Johannesburg - South Africa’s four biggest banks, criticised by President Jacob Zuma for doing too little to boost black participation in their companies, haven’t done themselves any favors.
In the past decade, three boards have backslid on racial diversity and none of them reflects the country’s demographics.
Of South Africa’s population of 56 million people, about 81% are black Africans, 8.1% are white and the rest are Indian, Asian or from a group referred to locally as coloreds, who were also discriminated against during apartheid.
“Our board is representative of the pan-African nature of our business and our international shareholding,” Barclays Africa said in an emailed response to questions, referring to its London-based parent, which is cutting its stake in the company. “The Barclays divestment is likely to result in changes to our board. Both our chairman and CEO are women.”
Banks are not alone. Across domestic industries, whites hold more than 68% of top management positions in the private sector, while blacks have 14%, according to Department of Labour data. The Banking Association South Africa in March told lawmakers at hearings into transformation in the industry that while progress in appointing more black executives has been slow, the ranks of junior and middle black managers has increased.
Boards have also become more bloated - exceeding the size of some larger, international banks and levels recommended by a South African commission of inquiry into corporate governance in the industry.
The 21-member board of FirstRand cost the largest African lender by market value R215m in fiscal 2016, according to the company’s latest annual report. That compares with an average of R142m across the four companies. Nedbank and Barclays Africa each have 17 directors. JPMorgan Chase, which has operations in more than 60 countries, has 12 directors and a market capitalisation more than five times that of the Johannesburg-based lenders combined.
“The board believes that its current size and composition is such that directors are able to discharge their fiduciary duties in a manner that is consistent with the interests of all stakeholders,” FirstRand spokeswoman Sam Moss said. Non-executive directors are regularly rotated, she said.
Fourteen years ago, a study commissioned by the central bank and overseen by a judge, recommended that a bank’s board should consist of no more than 16 members. A separate voluntary process known as the King Code of Governance Principles in 2009 said all companies should consider whether the size, diversity and demographics of their boards make them effective.
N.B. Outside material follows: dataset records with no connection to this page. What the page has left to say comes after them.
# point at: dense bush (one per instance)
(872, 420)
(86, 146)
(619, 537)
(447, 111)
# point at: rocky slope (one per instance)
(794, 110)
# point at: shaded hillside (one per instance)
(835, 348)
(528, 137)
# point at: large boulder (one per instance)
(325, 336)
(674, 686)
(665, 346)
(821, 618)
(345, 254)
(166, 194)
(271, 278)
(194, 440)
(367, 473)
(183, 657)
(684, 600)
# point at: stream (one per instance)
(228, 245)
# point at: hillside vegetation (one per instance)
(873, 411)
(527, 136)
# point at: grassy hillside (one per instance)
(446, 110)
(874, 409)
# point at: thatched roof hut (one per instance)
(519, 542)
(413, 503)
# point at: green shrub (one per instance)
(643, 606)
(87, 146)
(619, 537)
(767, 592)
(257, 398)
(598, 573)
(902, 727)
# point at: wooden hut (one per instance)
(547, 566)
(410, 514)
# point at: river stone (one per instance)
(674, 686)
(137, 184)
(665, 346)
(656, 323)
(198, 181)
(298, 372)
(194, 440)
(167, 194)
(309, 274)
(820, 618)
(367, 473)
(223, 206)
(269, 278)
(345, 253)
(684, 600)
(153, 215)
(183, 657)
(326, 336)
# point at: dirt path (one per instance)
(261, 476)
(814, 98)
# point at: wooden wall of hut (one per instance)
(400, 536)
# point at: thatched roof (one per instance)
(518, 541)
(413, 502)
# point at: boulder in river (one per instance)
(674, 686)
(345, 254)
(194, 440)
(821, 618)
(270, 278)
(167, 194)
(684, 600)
Nedbank adheres to the King principles and the board’s composition takes into account additional sub committees that oversee aspects specific to banking and to “ensure diversity and independence,” said CEO Mike Brown. “A smaller board may result in too many duplicate members at sub committees.”
Lenders have also left room for criticism in the magnitude of their compensation increases versus performance, playing into the hands of officials from the ruling African National Congress and labor leaders who have decried the gap between rich and poor. At every bank, CEO compensation grew faster than profit.
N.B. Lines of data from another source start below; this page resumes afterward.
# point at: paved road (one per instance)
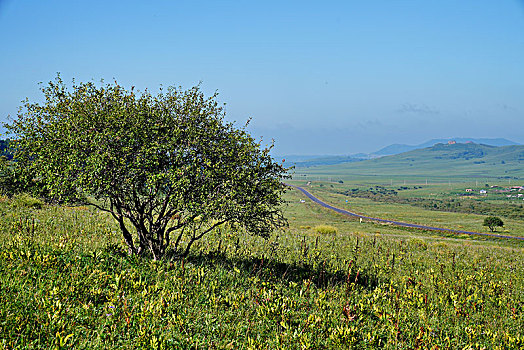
(398, 223)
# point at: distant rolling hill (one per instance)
(310, 161)
(461, 159)
(401, 148)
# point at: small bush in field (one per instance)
(325, 229)
(419, 243)
(26, 201)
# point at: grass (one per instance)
(65, 281)
(408, 213)
(325, 230)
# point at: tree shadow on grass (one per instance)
(266, 268)
(270, 269)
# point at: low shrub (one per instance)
(24, 200)
(325, 229)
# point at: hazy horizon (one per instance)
(338, 77)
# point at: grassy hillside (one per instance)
(440, 160)
(65, 282)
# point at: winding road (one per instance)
(398, 223)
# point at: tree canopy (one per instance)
(163, 165)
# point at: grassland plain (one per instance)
(331, 193)
(66, 282)
(446, 161)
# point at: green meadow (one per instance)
(326, 281)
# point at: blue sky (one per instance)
(330, 77)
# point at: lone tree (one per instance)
(167, 167)
(493, 222)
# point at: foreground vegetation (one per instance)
(66, 282)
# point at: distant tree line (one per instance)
(382, 194)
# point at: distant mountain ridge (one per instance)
(401, 148)
(304, 161)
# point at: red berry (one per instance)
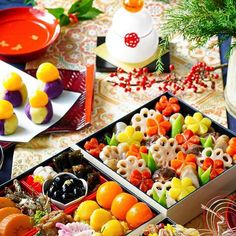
(171, 67)
(30, 180)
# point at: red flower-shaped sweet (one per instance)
(217, 166)
(131, 40)
(231, 149)
(143, 179)
(183, 160)
(168, 107)
(158, 125)
(94, 147)
(187, 139)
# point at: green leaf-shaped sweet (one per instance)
(92, 13)
(81, 7)
(30, 2)
(204, 175)
(207, 142)
(177, 125)
(57, 12)
(64, 20)
(155, 195)
(151, 163)
(162, 198)
(144, 157)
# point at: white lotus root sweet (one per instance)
(164, 150)
(159, 187)
(138, 121)
(46, 172)
(216, 154)
(125, 167)
(110, 155)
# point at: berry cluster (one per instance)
(199, 78)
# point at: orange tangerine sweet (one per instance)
(133, 5)
(6, 110)
(106, 193)
(121, 204)
(12, 82)
(38, 99)
(138, 214)
(47, 72)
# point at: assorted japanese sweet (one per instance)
(169, 230)
(165, 152)
(49, 77)
(8, 119)
(39, 176)
(39, 108)
(13, 89)
(66, 188)
(113, 212)
(20, 210)
(70, 162)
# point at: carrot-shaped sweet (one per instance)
(15, 224)
(6, 202)
(6, 211)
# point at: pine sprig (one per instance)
(79, 10)
(198, 21)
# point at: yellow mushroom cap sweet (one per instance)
(38, 99)
(12, 82)
(47, 72)
(6, 110)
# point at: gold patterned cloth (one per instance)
(74, 49)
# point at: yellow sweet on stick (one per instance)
(47, 72)
(181, 188)
(130, 136)
(197, 123)
(6, 110)
(12, 82)
(38, 99)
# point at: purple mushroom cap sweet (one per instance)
(54, 89)
(14, 97)
(49, 112)
(2, 127)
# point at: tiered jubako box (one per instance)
(157, 216)
(189, 207)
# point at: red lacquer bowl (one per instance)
(26, 33)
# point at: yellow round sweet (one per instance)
(6, 110)
(38, 99)
(47, 72)
(12, 82)
(85, 210)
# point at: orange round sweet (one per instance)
(38, 99)
(6, 110)
(107, 192)
(121, 204)
(47, 72)
(12, 82)
(133, 5)
(138, 214)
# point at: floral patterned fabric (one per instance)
(74, 49)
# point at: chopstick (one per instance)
(1, 157)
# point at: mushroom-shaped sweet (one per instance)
(39, 108)
(52, 84)
(13, 89)
(8, 119)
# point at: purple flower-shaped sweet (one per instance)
(8, 126)
(53, 89)
(17, 97)
(41, 115)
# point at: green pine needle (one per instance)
(199, 20)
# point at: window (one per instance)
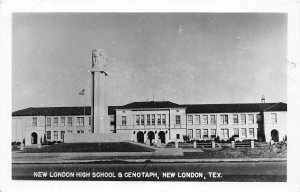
(123, 120)
(112, 120)
(224, 119)
(158, 119)
(213, 133)
(62, 121)
(190, 119)
(273, 117)
(34, 121)
(244, 133)
(177, 117)
(142, 119)
(80, 122)
(198, 133)
(205, 133)
(205, 119)
(251, 118)
(197, 119)
(163, 119)
(62, 135)
(70, 121)
(235, 119)
(225, 133)
(153, 119)
(236, 132)
(55, 134)
(137, 120)
(55, 123)
(243, 118)
(48, 122)
(148, 119)
(251, 133)
(258, 118)
(190, 133)
(48, 135)
(90, 120)
(212, 119)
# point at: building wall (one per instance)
(223, 130)
(24, 127)
(171, 129)
(279, 125)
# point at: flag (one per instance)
(82, 92)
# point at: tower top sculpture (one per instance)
(99, 60)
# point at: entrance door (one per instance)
(140, 137)
(275, 135)
(162, 136)
(34, 138)
(150, 136)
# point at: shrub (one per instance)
(231, 138)
(186, 138)
(217, 139)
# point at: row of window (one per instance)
(223, 119)
(62, 133)
(224, 133)
(62, 123)
(158, 119)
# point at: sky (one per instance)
(186, 58)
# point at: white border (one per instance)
(11, 6)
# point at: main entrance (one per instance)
(150, 136)
(140, 137)
(34, 138)
(275, 135)
(162, 136)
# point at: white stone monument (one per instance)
(99, 106)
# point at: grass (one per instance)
(89, 147)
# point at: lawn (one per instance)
(89, 147)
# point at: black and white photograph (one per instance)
(190, 96)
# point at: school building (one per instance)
(146, 122)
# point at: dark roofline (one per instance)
(190, 108)
(59, 111)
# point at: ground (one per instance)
(89, 147)
(278, 150)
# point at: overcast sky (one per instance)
(186, 58)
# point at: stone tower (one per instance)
(99, 106)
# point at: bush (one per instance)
(217, 139)
(186, 138)
(231, 138)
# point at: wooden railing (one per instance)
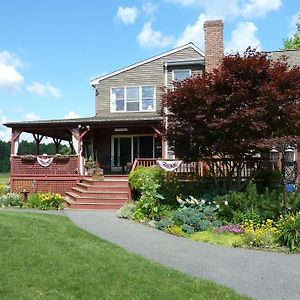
(217, 167)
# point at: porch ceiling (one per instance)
(60, 128)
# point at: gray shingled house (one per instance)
(128, 123)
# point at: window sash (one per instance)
(133, 99)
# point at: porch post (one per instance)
(56, 142)
(15, 134)
(38, 138)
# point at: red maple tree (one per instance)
(241, 108)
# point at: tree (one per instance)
(293, 42)
(238, 110)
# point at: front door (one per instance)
(122, 151)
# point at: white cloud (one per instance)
(5, 133)
(149, 8)
(184, 2)
(193, 33)
(43, 89)
(293, 20)
(248, 9)
(10, 59)
(71, 115)
(31, 116)
(127, 15)
(242, 37)
(258, 8)
(150, 38)
(10, 78)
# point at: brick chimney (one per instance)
(214, 48)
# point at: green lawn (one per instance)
(4, 178)
(47, 257)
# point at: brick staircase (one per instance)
(109, 194)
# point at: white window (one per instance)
(179, 75)
(127, 99)
(118, 99)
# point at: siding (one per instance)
(151, 73)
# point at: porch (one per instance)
(113, 144)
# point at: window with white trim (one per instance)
(181, 74)
(130, 99)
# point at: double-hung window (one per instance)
(128, 99)
(182, 74)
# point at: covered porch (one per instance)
(112, 143)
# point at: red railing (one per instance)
(216, 167)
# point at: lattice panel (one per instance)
(68, 167)
(38, 185)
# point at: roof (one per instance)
(97, 79)
(293, 56)
(92, 121)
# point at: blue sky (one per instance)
(50, 50)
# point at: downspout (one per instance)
(165, 154)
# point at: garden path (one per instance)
(258, 274)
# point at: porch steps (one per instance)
(109, 194)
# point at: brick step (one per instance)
(98, 198)
(88, 205)
(100, 193)
(106, 182)
(105, 188)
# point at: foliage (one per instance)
(195, 215)
(260, 235)
(176, 230)
(242, 108)
(141, 174)
(225, 239)
(2, 187)
(293, 42)
(232, 228)
(268, 204)
(164, 224)
(127, 211)
(11, 200)
(46, 270)
(45, 201)
(174, 185)
(147, 183)
(289, 231)
(90, 164)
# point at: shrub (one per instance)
(2, 186)
(45, 201)
(163, 224)
(176, 230)
(260, 235)
(289, 231)
(142, 175)
(127, 211)
(196, 213)
(232, 228)
(269, 204)
(11, 200)
(249, 215)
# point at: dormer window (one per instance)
(133, 99)
(181, 74)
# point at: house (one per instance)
(128, 123)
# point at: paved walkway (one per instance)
(261, 275)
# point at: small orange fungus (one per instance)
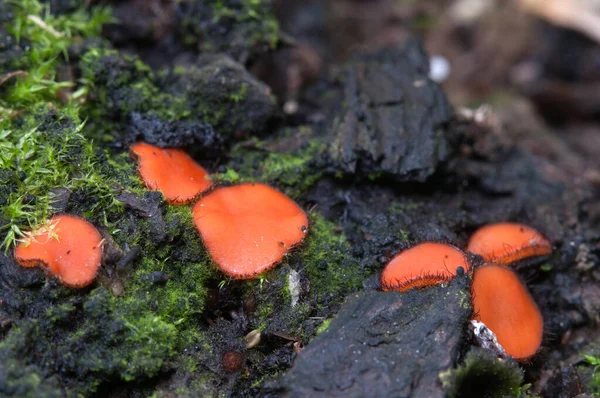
(503, 304)
(506, 243)
(248, 228)
(423, 265)
(69, 247)
(171, 171)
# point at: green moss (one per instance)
(118, 85)
(484, 375)
(41, 153)
(108, 338)
(47, 39)
(324, 326)
(333, 273)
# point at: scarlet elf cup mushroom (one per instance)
(248, 228)
(68, 247)
(170, 171)
(423, 265)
South Africa’s economy’s expanded at the slowest pace since a 2009 recession last year as inflation rose and interest-rate increases impacted consumers’ ability to spend. While the six-member banks index rose 27% in 2016, profit growth slowed at all of the four lenders amid the economic malaise.
And because pay increases outstripped earnings growth, each CEO at South Africa’s four biggest banks also generated less profit for each unit of pay last year than in 2015, according to data compiled by Bloomberg.
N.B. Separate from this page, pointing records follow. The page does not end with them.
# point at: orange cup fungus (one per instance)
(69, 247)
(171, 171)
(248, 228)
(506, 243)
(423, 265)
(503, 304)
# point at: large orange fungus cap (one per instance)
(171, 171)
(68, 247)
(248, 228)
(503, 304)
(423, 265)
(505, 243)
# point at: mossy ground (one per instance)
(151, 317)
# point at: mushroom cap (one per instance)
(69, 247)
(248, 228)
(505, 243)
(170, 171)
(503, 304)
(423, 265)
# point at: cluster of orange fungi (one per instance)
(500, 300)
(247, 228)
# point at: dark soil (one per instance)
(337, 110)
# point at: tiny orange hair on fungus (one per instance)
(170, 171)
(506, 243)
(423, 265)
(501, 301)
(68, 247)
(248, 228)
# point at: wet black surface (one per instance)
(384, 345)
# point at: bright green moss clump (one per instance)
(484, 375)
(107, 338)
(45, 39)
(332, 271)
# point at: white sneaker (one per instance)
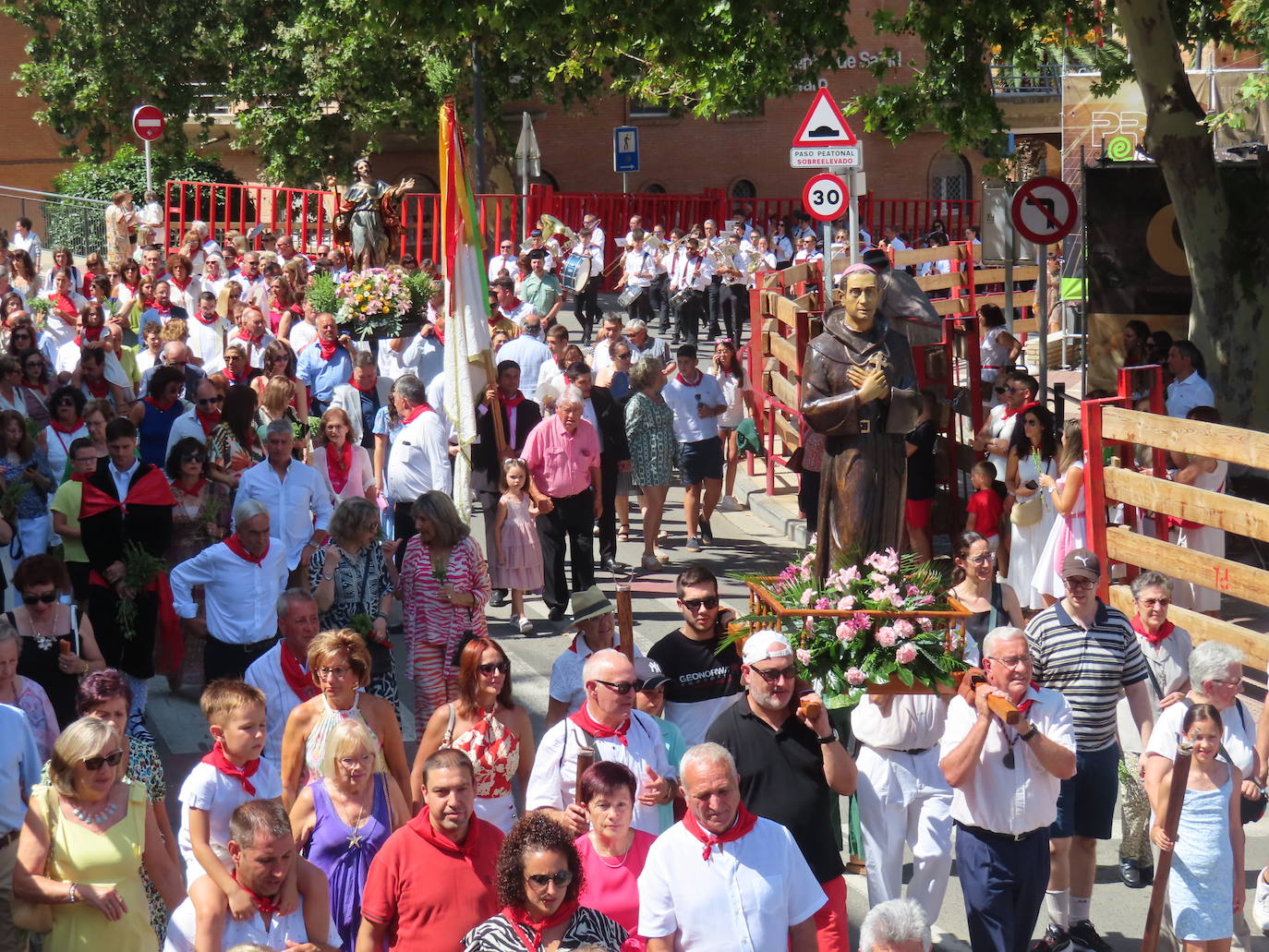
(1261, 908)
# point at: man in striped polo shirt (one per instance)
(1088, 651)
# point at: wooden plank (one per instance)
(1201, 505)
(1202, 627)
(784, 392)
(1230, 443)
(784, 351)
(1234, 579)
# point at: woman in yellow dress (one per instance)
(84, 842)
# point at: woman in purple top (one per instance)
(342, 820)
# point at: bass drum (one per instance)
(576, 271)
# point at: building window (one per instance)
(949, 178)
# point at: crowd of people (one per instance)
(206, 480)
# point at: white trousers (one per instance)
(903, 800)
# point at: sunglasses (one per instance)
(692, 605)
(560, 878)
(97, 763)
(622, 688)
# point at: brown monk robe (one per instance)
(859, 390)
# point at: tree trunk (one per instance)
(1226, 258)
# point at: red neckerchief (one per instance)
(743, 824)
(339, 464)
(207, 422)
(1139, 626)
(235, 546)
(156, 405)
(583, 718)
(522, 923)
(217, 759)
(414, 414)
(67, 430)
(269, 907)
(297, 678)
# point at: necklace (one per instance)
(95, 819)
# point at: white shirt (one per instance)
(419, 461)
(297, 504)
(279, 700)
(282, 929)
(210, 789)
(531, 355)
(241, 596)
(1000, 799)
(553, 782)
(745, 897)
(688, 427)
(1184, 395)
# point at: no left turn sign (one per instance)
(1044, 210)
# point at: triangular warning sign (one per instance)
(824, 125)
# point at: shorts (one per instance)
(701, 461)
(1085, 807)
(918, 513)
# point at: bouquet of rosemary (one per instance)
(139, 569)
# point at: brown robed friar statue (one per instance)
(859, 392)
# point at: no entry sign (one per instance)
(148, 122)
(1044, 210)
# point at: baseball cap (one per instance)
(1082, 564)
(763, 645)
(648, 673)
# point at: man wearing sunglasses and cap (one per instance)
(608, 726)
(792, 766)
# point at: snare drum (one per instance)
(576, 271)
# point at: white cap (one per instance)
(763, 645)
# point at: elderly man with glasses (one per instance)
(1089, 653)
(610, 729)
(792, 768)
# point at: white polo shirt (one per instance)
(745, 897)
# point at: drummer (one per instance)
(586, 287)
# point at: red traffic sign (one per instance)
(825, 196)
(1044, 210)
(824, 125)
(148, 122)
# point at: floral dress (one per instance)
(650, 430)
(360, 584)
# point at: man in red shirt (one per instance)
(434, 878)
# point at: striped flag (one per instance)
(465, 300)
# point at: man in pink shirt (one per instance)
(562, 454)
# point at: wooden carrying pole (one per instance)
(1171, 816)
(624, 620)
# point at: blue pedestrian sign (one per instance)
(626, 149)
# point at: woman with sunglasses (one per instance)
(973, 585)
(56, 643)
(539, 878)
(80, 844)
(486, 725)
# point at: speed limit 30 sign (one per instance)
(825, 196)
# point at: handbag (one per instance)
(38, 917)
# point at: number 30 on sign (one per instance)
(825, 196)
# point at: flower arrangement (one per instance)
(373, 302)
(881, 620)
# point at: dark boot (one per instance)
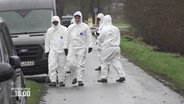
(102, 80)
(98, 69)
(52, 84)
(74, 81)
(81, 83)
(122, 79)
(62, 84)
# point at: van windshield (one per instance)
(27, 21)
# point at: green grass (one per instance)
(36, 91)
(164, 65)
(120, 24)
Maria Ramos, CEO of Barclays Africa, generated 392 rand in net income for every rand the company paid her in base salary, incentives and bonuses in 2016, according to data compiled by Bloomberg and the company’s annual report. Standard Bank, Africa’s biggest lender by assets, has two CEOs, Ben Kruger and Sim Tshabalala, who together made R249 for each rand of pay. Tshabalala is the only black CEO among the four lenders.
Nedbank’s Brown received the smallest rise in total compensation, while the heads of Standard Bank and FirstRand had increases below inflation, which averaged 6.3% last year, according to the central bank. Ramos’ total pay shot up 33% after a share award valued at 8 million rand. The incentive, which vests after September 2018, was offered as retainer while London-based Barclays sells down its stake. Standard Bank declined to comment, referring all queries to their annual report.
FirstRand’s Johan Burger was the highest paid CEO, taking a total of R63m for fiscal 2016, compared with average compensation of 45 million rand for the other executives.